Taco's Kitchen Mishaps

“Out with the old, in with the New” Year Bakes

Happy 2019 everyone!

Since I had the day off, I decided to spend it catching up on baking that I’ve been wanting to do & using up some of the snacks in my house. My dad declared a moratorium on us buying tea and/or snacks due to the overflowing cupboards. To help with that, my brother and I decided to try and make some chocolate crunch bars.

That did not work out very well because they turned out like this:

chocolate crunch bars

I think the first problem started with melting the chocolate. The instructions said to heat over a pan in low heat, but the chocolate starting to seize up and I had to redo it. The end result? An extremely sweet, buttery plate of chocolate bars. I don’t even know who’d eat this because there aren’t that many people with a sweeter tooth than me (and I’m finding them too sweet too).

Clearly this is to be filed under “actual kitchen mishaps, not just the category Taco makes up”

ETA: I may have been too hasty about the chocolate bars. My family is actually eating them every day, and I haven’t had to throw them away yet. I definitely used too much butter though.

Luckily for my family, I made two other things that were much less sweet and more to their liking.

The first would be panettone pudding. This would be the pudding just before I poured the cream/milk mixture and baked it:

Panettone pudding before baking

So this wasn’t really a “using up things in the cupboard” thing. I mean, they have been lying about, but only because I bought these after Christmas and never took them out of the grocery bag. I had to give the recipe a fighting chance because my family loves panettone and would have eaten them if they were too obvious (I’ve been wanting to make this the whole Christmas season, but with no luck).

The panettone was a bit stale but that didn’t matter because they turned out perfectly.

Freshly baked panettone pudding

I see why people make bread and butter pudding out of leftover bread now. It is so good and the panettone version is fruity and light.

panettone pudding with clotted cream

I had mine with a dollop of clotted cream, but my family had theirs plain.

Speaking of clotted cream, finding that in the closest Cold Storage led to the third recipe: SCONES.

I wasn’t going to make some for a while, but I saw the clotted cream and decided that I had to buy it to show that there was a demand for it.

unbaked scones

I was about to bake the first batch of scones when I realised that I didn’t mix in the chocolate chips or raisins (the raisins were a request from the parents).

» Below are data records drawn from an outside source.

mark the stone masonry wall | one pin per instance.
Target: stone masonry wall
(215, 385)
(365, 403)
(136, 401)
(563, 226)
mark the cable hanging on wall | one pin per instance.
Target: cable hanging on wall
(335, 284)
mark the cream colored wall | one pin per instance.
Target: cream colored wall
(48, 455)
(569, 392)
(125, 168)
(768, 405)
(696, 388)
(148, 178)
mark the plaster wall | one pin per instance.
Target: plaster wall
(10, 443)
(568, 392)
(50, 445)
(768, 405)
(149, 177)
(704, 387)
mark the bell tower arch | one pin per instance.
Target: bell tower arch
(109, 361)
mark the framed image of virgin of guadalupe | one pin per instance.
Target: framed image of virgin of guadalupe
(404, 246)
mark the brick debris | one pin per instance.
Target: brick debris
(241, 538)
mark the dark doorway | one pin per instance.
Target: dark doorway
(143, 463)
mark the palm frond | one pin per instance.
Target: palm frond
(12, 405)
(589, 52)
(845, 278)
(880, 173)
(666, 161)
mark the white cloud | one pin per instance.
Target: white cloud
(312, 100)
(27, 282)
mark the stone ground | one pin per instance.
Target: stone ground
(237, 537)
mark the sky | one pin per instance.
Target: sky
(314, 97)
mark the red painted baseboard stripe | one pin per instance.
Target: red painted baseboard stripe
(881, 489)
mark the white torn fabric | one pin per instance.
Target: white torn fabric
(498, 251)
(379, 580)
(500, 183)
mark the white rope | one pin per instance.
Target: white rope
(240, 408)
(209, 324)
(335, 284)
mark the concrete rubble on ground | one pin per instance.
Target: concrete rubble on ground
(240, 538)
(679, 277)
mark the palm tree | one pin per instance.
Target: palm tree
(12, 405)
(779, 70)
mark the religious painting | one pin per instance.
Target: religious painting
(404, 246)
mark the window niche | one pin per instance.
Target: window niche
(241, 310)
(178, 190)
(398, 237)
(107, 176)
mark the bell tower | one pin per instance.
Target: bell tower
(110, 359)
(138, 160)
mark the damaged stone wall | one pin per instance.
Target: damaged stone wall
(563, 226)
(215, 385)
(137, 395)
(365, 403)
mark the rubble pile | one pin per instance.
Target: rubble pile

Luckily I caught these before they went in.

scones fresh out of the oven

Here they are just out of the oven.

scones with tea

I love the chocolate chip ones but my family (as usual) are munching on the raisin scones. I’m not such a big fan – I’ll probably switch back to cranberries next time.

By the way, this is the third time I’m making scones (fourth if you count the shortbread as a scone) and I’ve used a different recipe each time. I wonder how many there are and if there is a super recipe? Maybe I should learn to bake and learn how to make my own.

All the baking made today a relaxing day. My grandma was asking me why I’m spending my free day baking and this article in The Atlantic about millennials and stress baking got me wondering if this is a generation gap thing. To my grandmother, me choosing to bake is unfathomable because baking is work and why am I working on my day off? To me, there’s something about baking that’s soothing.

Actually, it’s not just baking. I like cooking too, especially if I have a lot of podcasts to listen to while I prep and cook everything. I think that’s due to the fact that my cooking school was really fun and I looked forward to the monthly lessons, so I now find cooking interesting. I’m slowly stocking my grandma’s kitchen with staples like bonito flakes and miso – now, I can make miso soup at the snap of a finger. Okay, it takes longer than a snap, but it’s easy and it’s such a comforting drink.

Then again, I bake and cook only occasionally. My grandmother, on the other hand, had to do this daily for years. It makes sense that I see it as fun, since this is something I voluntarily do, while she sees it more as a job.

I guess it’s not really a generational thing after all.